Hallucinations: The incidence of hallucinations was higher in the tolcapone groups than in the placebo group, it occurred in a dose-related manner and was more prevalent in the fluctuating than nonfluctuating patients (see Adverse Effects). Patients who had this adverse event prior to initiating tolcapone treatment and those with a pretreatment levodopa dose of >750 mg/day, had a higher rate of hallucinations. Hallucinations were commonly accompanied by confusion.

Diarrhea: Diarrhea was the most common nondopaminergic adverse reaction associated with tolcapone treatment. In the clinical trials, diarrhea developed in 16% and 18% of patients receiving tolcapone, at 100 and 200 mg t.i.d. doses, respectively, compared to 8% of patients receiving placebo. In some of the patients diarrhea was persistent and severe. Diarrhea was also the adverse reaction which most commonly led to discontinuation of treatment with 1.0, 5.4 and 6% of patients treated with placebo, 100 mg and 200 mg tolcapone t.i.d., respectively, withdrawing from the trials prematurely. Diarrhea usually started during the second, third or fourth month of treatment but may appear as early as 2 weeks and as late as many months after the initiation of treatment. Tolcapone-induced diarrhea was generally described as watery. The mechanism underlying the diarrhea has not yet been elucidated. In the clinical trials, diarrhea observed during tolcapone treatment was sometimes associated with anorexia (decreased appetite).

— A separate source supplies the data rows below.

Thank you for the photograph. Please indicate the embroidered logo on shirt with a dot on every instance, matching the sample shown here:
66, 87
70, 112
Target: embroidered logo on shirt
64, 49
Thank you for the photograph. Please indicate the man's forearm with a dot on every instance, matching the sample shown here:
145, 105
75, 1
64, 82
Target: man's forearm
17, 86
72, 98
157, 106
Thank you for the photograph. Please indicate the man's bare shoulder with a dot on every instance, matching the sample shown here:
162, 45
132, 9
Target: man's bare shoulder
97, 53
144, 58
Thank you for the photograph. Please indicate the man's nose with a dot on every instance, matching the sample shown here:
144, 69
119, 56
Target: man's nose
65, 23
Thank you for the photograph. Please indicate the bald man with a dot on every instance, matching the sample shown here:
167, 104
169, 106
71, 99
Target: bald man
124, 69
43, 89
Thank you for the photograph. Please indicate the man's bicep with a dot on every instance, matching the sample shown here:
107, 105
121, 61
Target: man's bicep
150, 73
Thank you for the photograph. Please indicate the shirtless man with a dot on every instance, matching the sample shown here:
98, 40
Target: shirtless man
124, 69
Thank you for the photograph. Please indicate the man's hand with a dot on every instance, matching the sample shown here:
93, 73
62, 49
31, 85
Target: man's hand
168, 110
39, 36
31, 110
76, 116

Elevated Liver Transaminases: An increase of liver transaminases (ALT and/or AST) to more than 3 times the upper limit of normal (ULN) occurred in 1.7 and 3.1% of patients receiving tolcapone at 100 mg and 200 mg t.i.d. doses, respectively. Increases to more than 8 times the ULN occurred in 0.3 and 0.7% of patients at the 100 mg and 200 mg t.i.d. doses, respectively. The incidence of elevated liver transaminases was higher in females than males (4.8% versus 1.5%). Approximately one third of patients with elevated enzymes had diarrhea. Elevated liver enzymes led to discontinuation of treatment in 0.3 and 1.7% of patients treated with tolcapone, 100 mg and 200 mg t.i.d., respectively. The majority of cases of elevated liver transaminases occurred 1 to 6 months after starting treatment, although elevated levels were seen at earlier times as well. In about half of the cases, transaminase levels returned to pretreatment levels within 1 to 3 months while patients continued treatment with tolcapone. In patients who discontinued treatment, transaminase levels generally declined within 2 to 3 weeks but it may take as long as 1 to 2 months to return to normal.

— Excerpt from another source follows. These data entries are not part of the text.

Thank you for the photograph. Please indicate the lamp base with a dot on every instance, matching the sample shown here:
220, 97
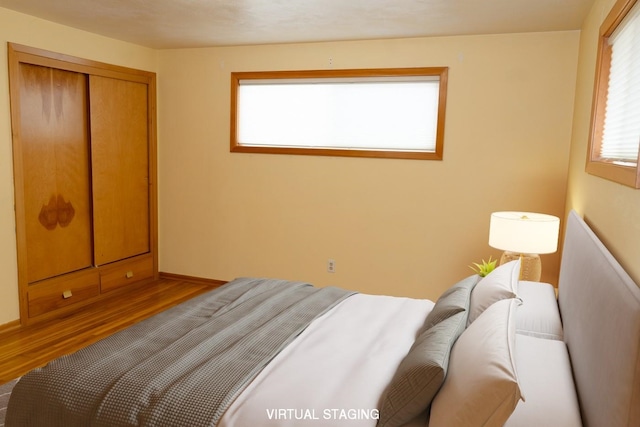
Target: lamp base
530, 265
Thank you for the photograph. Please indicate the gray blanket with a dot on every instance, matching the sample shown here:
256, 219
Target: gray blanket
182, 367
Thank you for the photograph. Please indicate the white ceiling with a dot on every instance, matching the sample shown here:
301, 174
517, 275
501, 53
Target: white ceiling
197, 23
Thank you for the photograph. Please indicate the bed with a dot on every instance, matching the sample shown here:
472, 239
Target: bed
263, 352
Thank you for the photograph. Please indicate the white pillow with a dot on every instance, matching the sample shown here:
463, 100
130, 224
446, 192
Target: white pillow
481, 387
501, 283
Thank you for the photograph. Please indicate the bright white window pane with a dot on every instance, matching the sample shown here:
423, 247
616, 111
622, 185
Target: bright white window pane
381, 115
621, 131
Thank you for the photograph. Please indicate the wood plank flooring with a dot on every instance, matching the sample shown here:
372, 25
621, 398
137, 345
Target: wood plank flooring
27, 348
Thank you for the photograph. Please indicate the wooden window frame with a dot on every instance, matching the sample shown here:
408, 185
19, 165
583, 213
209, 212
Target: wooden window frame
626, 175
437, 154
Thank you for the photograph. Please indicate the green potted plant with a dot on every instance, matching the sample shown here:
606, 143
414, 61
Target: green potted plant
484, 268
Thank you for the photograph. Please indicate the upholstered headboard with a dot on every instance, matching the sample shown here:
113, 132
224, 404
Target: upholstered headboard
600, 308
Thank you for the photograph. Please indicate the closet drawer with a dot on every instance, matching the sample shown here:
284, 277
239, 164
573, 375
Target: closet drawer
62, 292
125, 273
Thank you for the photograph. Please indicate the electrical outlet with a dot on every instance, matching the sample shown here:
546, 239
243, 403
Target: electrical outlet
331, 265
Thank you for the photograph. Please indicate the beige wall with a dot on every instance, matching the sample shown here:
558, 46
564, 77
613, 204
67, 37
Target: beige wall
399, 227
611, 209
393, 226
27, 30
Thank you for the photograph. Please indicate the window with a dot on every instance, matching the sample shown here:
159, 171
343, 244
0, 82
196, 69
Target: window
615, 133
394, 113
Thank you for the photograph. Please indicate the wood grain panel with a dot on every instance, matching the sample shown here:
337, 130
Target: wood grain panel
50, 295
125, 273
55, 148
120, 165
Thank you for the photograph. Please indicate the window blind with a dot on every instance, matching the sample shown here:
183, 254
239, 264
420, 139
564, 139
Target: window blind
621, 131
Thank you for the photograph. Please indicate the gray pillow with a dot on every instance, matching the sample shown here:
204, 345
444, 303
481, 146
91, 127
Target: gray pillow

Liver transaminase levels should be determined prior to initiating treatment with tolcapone and monitored approximately every 6 weeks for the first 6 months. If elevations occur during this period, and the decision is made to continue treatment, monitoring of liver enzymes is recommended at approximately 2-week intervals. If transaminase levels keep on increasing or if clinical jaundice develops, treatment should be discontinued.

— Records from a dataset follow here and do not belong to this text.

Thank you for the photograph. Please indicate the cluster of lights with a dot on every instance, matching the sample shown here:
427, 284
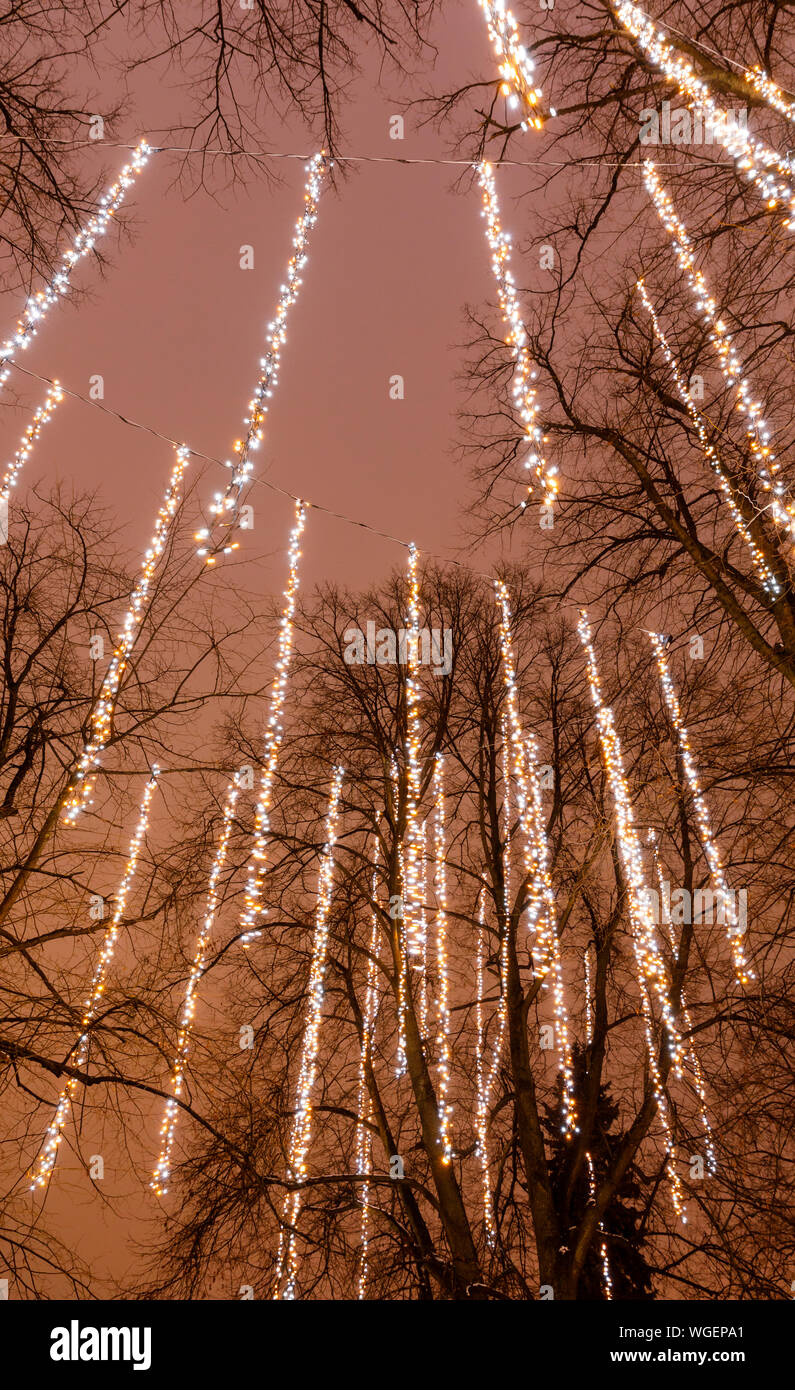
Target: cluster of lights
537, 861
41, 417
781, 505
39, 303
766, 577
161, 1173
364, 1111
400, 934
224, 508
516, 67
100, 724
651, 968
485, 1080
713, 859
516, 339
444, 1002
300, 1139
413, 852
78, 1057
756, 163
606, 1278
692, 1055
253, 909
770, 92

Neuroleptic Malignant Syndrome (NMS): This rare and potentially life-threatening syndrome is characterized by muscular rigidity, elevated temperature and altered consciousness associated with elevated serum creatine phosphokinase (CPK). The syndrome has been reported in association with rapid dose reduction, withdrawal of, or changes in treatment with dopaminergic antiparkinson therapy.

There have been 4 cases of NMS during tolcapone treatment. Three of the cases involved females (aged 74, 65 and 54 years), all these patients were Japanese. The fourth case involved a Caucasian male, aged 64 years. All patients were receiving levodopa/AADC-I and dopamine agonist treatment. The time of NMS, with respect to treatment with tolcapone, varied greatly, namely it occurred after 153, 99, 15 and 362 days. In all cases, CPK levels and WBC counts were markedly elevated, mild to moderate fever was also present. Two of the 4 patients had muscle rigidity. One of the female patients died due to respiratory failure, the other patients recovered. The investigators considered all cases to be probably related to tolcapone treatment.

If tolcapone is discontinued, physicians should consider increasing the patient’s daily levodopa dose (see Dosage).

Urine Discoloration: Tolcapone and its metabolites are yellow and can cause a harmless intensification in the color of the patient’s urine.

Special Populations: Renal/Hepatic Impairment: No information is available on the tolerability of tolcapone in patients with severe renal impairment (creatinine clearance <30 mL/min) (see Pharmacology, Pharmacokinetics and Metabolism). These patients should be treated with caution.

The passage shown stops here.